That's a good question. I think the only way that could happen is if a script calls a native, and that calls the same script again. I think in that case we can still do it, we just need to fix up both return addresses. We might already handle that case.
(In reply to comment #3)
> (In reply to comment #2)
> > What context should recompile the script in a compartment that is not
> > associated with any context? Can any context do it, as long as it's in the same
> > compartment?
> 
> I believe the recompiler ignores the cx argument and instead finds the context
> in which the script is active using the VMFrame list.

Where? I don't see that.

Whichever context it is, the recompiler uses it mostly for memory allocation/deallocation, which doesn't really matter, but also passes it to the Compiler constructor. If it's the "wrong" context, my worry is that an exception could get thrown, or a context-affiliated callback could be invoked.

> > The current code seems to check script liveness with respect to a single
> > context. Couldn't a script be live in a different context, and shouldn't that
> > block recompiling for debug too?
> 
> That's a good question.
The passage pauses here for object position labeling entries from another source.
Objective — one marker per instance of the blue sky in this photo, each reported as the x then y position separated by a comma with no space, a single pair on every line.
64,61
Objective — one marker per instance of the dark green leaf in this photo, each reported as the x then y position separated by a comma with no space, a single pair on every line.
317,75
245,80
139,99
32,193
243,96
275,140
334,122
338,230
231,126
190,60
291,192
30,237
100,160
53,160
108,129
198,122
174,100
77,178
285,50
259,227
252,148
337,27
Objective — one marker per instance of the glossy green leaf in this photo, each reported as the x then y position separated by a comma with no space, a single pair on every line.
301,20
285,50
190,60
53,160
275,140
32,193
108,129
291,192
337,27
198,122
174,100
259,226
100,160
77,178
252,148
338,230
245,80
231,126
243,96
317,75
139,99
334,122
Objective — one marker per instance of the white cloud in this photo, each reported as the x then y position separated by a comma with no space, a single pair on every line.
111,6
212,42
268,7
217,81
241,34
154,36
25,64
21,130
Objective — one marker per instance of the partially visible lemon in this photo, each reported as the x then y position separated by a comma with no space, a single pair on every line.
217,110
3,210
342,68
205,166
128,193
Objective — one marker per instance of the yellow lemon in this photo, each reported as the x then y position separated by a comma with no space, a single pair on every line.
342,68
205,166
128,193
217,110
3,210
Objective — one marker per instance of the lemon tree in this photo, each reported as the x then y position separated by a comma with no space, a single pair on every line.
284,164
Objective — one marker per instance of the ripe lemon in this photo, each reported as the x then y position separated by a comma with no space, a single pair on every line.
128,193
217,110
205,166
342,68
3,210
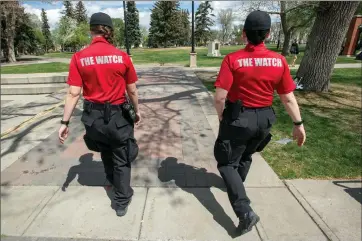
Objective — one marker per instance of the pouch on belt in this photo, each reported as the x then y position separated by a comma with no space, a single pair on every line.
235,109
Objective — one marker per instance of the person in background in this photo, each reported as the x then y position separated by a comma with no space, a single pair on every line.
106,73
243,100
294,50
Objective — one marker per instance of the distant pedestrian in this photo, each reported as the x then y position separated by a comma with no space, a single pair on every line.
294,50
106,73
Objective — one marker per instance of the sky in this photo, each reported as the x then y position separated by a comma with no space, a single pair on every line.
115,9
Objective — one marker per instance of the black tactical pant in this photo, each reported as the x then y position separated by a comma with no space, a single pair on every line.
117,145
237,140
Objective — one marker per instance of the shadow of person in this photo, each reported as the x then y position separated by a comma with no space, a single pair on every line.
354,192
90,173
170,170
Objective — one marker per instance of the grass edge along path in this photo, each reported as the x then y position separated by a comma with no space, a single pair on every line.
54,67
333,127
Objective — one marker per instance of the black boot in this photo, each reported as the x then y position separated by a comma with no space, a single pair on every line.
246,222
122,211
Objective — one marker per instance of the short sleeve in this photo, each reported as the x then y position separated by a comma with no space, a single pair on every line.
286,84
131,75
225,78
74,77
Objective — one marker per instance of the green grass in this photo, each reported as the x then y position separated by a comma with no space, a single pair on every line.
333,127
180,56
35,68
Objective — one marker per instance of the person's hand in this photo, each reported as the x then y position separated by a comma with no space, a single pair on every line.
63,133
138,118
299,134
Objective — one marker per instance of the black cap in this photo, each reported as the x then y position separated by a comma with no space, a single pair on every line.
257,20
101,19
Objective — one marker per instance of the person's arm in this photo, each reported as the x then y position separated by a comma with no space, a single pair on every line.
131,79
71,101
219,101
291,106
285,90
133,95
75,83
223,84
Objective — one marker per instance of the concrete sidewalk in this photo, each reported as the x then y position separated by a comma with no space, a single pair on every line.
179,194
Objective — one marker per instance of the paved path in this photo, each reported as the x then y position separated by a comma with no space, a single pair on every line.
179,194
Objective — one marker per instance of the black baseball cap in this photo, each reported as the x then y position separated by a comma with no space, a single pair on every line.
101,19
257,20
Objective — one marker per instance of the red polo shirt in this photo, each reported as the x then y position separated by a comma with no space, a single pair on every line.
252,74
103,71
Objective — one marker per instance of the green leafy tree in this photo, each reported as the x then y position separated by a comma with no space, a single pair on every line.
203,22
11,16
184,28
46,31
225,19
118,25
69,11
133,27
238,34
80,13
35,21
144,34
81,36
164,28
324,43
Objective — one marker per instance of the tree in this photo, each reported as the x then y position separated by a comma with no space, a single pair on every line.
46,31
69,11
225,19
25,40
183,28
324,43
133,25
293,16
203,22
359,9
11,13
238,34
80,13
144,34
80,37
118,25
35,21
164,28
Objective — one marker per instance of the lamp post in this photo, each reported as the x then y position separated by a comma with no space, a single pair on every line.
125,27
193,53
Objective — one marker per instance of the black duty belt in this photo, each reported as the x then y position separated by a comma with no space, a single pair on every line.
99,106
106,107
256,109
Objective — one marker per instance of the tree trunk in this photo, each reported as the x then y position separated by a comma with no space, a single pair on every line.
285,28
324,43
286,44
10,51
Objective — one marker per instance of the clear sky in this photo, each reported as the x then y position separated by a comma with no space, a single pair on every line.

I think the only way that could happen is if a script
> calls a native, and that calls the same script again. I think in that case we
> can still do it, we just need to fix up both return addresses. We might already
> handle that case.

Huh? I don't follow. In your example, why would script->native->script change contexts? How is that example different from recursion? Oh... do natives lose the context?

I don't really understand the execution model. But... um... couldn't you have one context spin a nested event loop that processes an event triggering another context? Or what's that JS_SuspendRequest API for? Could it do something similar?

Someday I'll figure out how all this stuff works.
(In reply to comment #4)
> (In reply to comment #3)
> > (In reply to comment #2)
> > > What context should recompile the script in a compartment that is not
> > > associated with any context? Can any context do it, as long as it's in the same
> > > compartment?
> > 
> > I believe the recompiler ignores the cx argument and instead finds the context
> > in which the script is active using the VMFrame list.
> 
> Where? I don't see that.
> 
> Whichever context it is, the recompiler uses it mostly for memory
> allocation/deallocation, which doesn't really matter, but also passes it to the
> Compiler constructor. If it's the "wrong" context, my worry is that an
> exception could get thrown, or a context-affiliated callback could be invoked.

You're right, it finds the right fp, but I guess it just uses the same cx. I still assume any cx is supposed to work, but there does seem to be potential for problems.

> > > The current code seems to check script liveness with respect to a single
> > > context. Couldn't a script be live in a different context, and shouldn't that
> > > block recompiling for debug too?
> > 
> > That's a good question. I think the only way that could happen is if a script
> > calls a native, and that calls the same script again. I think in that case we
> > can still do it, we just need to fix up both return addresses. We might already
> > handle that case.
> 
> Huh? I don't follow. In your example, why would script->native->script change
> contexts? How is that example different from recursion? Oh... do natives lose
> the context?

It would be if the native uses JSAPI to call the same script again on a different cx. It seems pretty unlikely, but I don't think we actually defend against it.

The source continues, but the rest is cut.